Not wings. Not truly. But close enough to echo the shape—arched spans of darkness forming behind Cael’s shoulders, layered and shifting, each strand of shadow moving like a living thing. Where Adelaide’s wings burned in white-gold flame, his answered in absence—black, deep, devouring light rather than reflecting it.
A mirror.
An opposite.
Equal in presence, if not in nature.
Cael stilled as he felt it happen, awareness flickering across his face. He hadn’t summoned them. Hadn’t commanded them into form.
They had answered her. Or him in proximity to her. Or something that existed only when they stood like this—too close, too aware, too aligned.

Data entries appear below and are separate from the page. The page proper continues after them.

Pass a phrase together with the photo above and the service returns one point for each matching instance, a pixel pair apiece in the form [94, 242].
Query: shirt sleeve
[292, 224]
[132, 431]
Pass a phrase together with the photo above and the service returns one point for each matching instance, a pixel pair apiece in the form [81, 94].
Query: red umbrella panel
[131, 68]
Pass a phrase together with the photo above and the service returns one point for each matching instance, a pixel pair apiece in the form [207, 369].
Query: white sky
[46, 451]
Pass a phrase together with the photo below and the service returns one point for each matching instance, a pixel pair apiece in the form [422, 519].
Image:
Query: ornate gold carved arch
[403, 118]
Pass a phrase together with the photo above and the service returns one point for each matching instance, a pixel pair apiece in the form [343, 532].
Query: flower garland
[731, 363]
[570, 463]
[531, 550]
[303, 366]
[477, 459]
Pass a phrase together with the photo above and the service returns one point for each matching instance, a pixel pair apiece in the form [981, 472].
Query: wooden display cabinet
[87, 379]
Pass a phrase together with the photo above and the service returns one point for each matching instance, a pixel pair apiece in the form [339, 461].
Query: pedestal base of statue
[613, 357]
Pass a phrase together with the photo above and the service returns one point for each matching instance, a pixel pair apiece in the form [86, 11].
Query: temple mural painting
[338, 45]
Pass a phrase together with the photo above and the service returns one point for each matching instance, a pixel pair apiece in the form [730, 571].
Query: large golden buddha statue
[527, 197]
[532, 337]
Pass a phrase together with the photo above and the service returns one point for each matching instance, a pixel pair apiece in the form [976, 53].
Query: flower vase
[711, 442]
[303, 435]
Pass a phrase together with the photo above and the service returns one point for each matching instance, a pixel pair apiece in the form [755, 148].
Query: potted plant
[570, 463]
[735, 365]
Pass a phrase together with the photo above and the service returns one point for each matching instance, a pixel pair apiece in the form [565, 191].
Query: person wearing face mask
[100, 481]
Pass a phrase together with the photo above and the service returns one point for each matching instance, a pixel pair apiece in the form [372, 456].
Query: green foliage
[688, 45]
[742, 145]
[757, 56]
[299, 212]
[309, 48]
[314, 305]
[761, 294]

Adelaide’s breath caught softly.
Her wings shivered behind her, the flames along their edges flickering in response—not shrinking, not threatened, but reacting. Reaching. The heat from them brushed against the cool void of his shadow, and where they met, the air warped faintly, light and dark folding around each other without merging.
She could feel it. Not just her wings, but the interaction. The pull. The contrast. The way her fire seemed to stretch toward his shadow as if testing its boundaries.
Her gaze lifted past his shoulder, taking in the full span of it.
“They look like wings,” she murmured, her voice quieter now, threaded with something like awe.
Cael followed her gaze, jaw tightening slightly as he took in the shape his control had failed to contain. “They’re not,” he said, though there was less certainty in it than he intended.
“They’re answering something,” she said.
His eyes flicked back to hers. “Or reacting to it.”
She didn’t step back.
If anything, she leaned closer, drawn by the contrast, by the way her light illuminated the edges of his darkness without diminishing it.
Between them, heat and shadow coiled together, neither yielding.
And neither pulling away.
Her wings shivered behind her, not from fear but from the pull forward, from the tension winding through her spine. She could feel every feather, every flicker of flame, attuned not only to the air but to him—to the way his body and his shadows responded to her nearness, to the heat rising between them.
“I hate that he thinks he can leash me,” she said, her voice softer now but no less fierce. “I hate that he thinks binding me will make me heel like an obedient dog.”
Cael’s gaze held hers. “Binding you won’t make you anything,” he said. “It will only show him what you choose despite it.”
The words sent a tremor through her. She drew in a slow breath, steadying herself, and forced her hands to remain at her sides even though every instinct urged her to touch him.
“For now,” she said quietly, “we’ll be careful.”
His nod was small but resolute.
“For now,” he agreed.
But neither of them stepped back.
And the space between them—thin as breath, heavy as oath—remained unbroken.